As for Canadian Lawyer Mag:

Material change in circumstances justifies varying interim support order, Ontario court finds

The Ontario Superior Court of Justice recently ruled that an adult child cannot indefinitely postpone starting post-secondary education and expect to still be considered a dependent who is entitled to parental financial support.

In Edwards v. Edwards, 2021 ONSC 1550, the parties married in July 2000 and had two sons, the first born in October 2000 and the second in November 2001. The parties separated in June 2017. In May 2018, the respondent mother was granted exclusive possession of the matrimonial home and the children started living with the applicant father.

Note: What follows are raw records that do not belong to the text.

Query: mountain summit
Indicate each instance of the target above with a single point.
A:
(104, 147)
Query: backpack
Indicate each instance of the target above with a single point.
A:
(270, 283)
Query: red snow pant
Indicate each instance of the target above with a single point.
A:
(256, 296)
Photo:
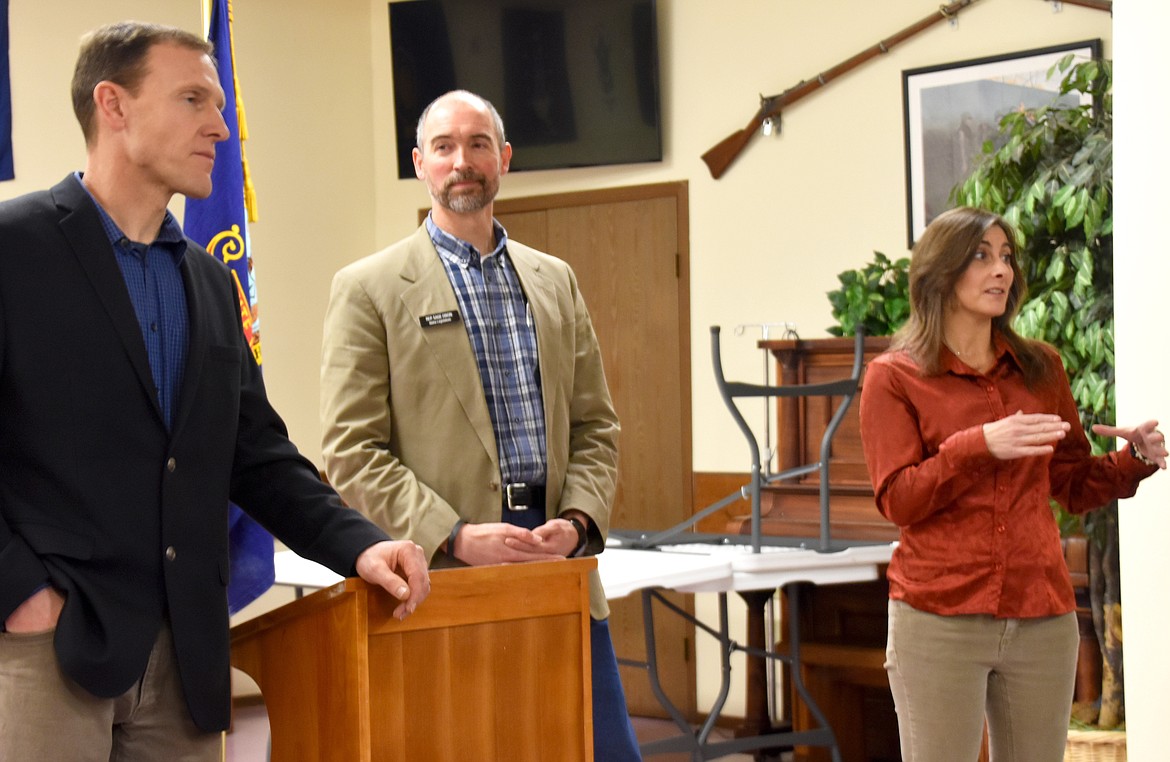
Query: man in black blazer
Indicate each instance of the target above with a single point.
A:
(131, 412)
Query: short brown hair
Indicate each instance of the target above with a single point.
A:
(117, 53)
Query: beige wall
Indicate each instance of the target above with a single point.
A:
(766, 240)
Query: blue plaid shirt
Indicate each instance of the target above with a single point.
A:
(503, 337)
(155, 281)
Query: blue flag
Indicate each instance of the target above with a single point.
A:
(220, 224)
(6, 170)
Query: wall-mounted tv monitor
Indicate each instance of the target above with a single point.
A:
(576, 81)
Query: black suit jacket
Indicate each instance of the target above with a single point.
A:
(97, 496)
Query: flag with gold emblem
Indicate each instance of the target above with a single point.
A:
(220, 224)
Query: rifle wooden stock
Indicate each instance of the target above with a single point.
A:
(721, 156)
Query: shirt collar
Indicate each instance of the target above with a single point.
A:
(950, 363)
(170, 234)
(460, 251)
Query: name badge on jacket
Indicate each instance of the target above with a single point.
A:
(439, 318)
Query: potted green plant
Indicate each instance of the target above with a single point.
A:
(1051, 174)
(875, 296)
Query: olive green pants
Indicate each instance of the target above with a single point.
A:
(45, 715)
(948, 674)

Effective May 1, 2018, the mother agreed to pay child support of $2,241 per month for the two children, pursuant to an interim order. In the present motion, the mother sought to terminate her child support obligations retroactive to the sons’ eighteenth birthdays, when neither son was enrolled in an educational program. The Superior Court of Justice of Ontario terminated the mother’s monthly payments of $2,241 for child support. For the elder son, the support obligation ended on Dec. 31, 2019, considering that the fall term of the college that he briefly attended ended in December 2019. For the younger son, this obligation terminated on June 31, 2020, which was the end of his gap year following his high school graduation in June 2019.

From January to June 2020, the mother’s obligations were lowered to $1,398 monthly, amounting to an overpayment of $5,058, the court ordered. From July 2020 to the date of the hearing on Feb. 24 this year, these obligations were reduced to zero, leading to an overpayment of $17,928. The court therefore determined the mother’s total overpayment to be $22,986 as of Feb. 24.

The court found that the fact that both sons were now over 18 years of age and no longer in school qualified as a material change in circumstances under s. 17 of the Divorce Act, justifying the variation of the May 2018 interim support order, which was premised on the circumstance that both children were still attending school.

The court accepted that both sons were entitled to take a gap year after their high school graduation in order to decide what they wanted to do, and that reaching 18 years of age would not necessarily make them lose their dependent status.

However, the court found that both sons had decided, as adults, not to enroll in educational programs for the 2020-2021 academic year, and the mother should not be required to pay child support for this period. Neither son qualified as children under s. 2(1) of the Divorce Act as neither had illnesses or disabilities that prevented them from attending school or working for a living. The court noted that, after the mother had served her notice of motion, both sons were admitted to full-time post-secondary education programs for the 2021-2022 academic year, so the court’s decision would not prejudice the father’s right to apply for child support after the upcoming school year had begun.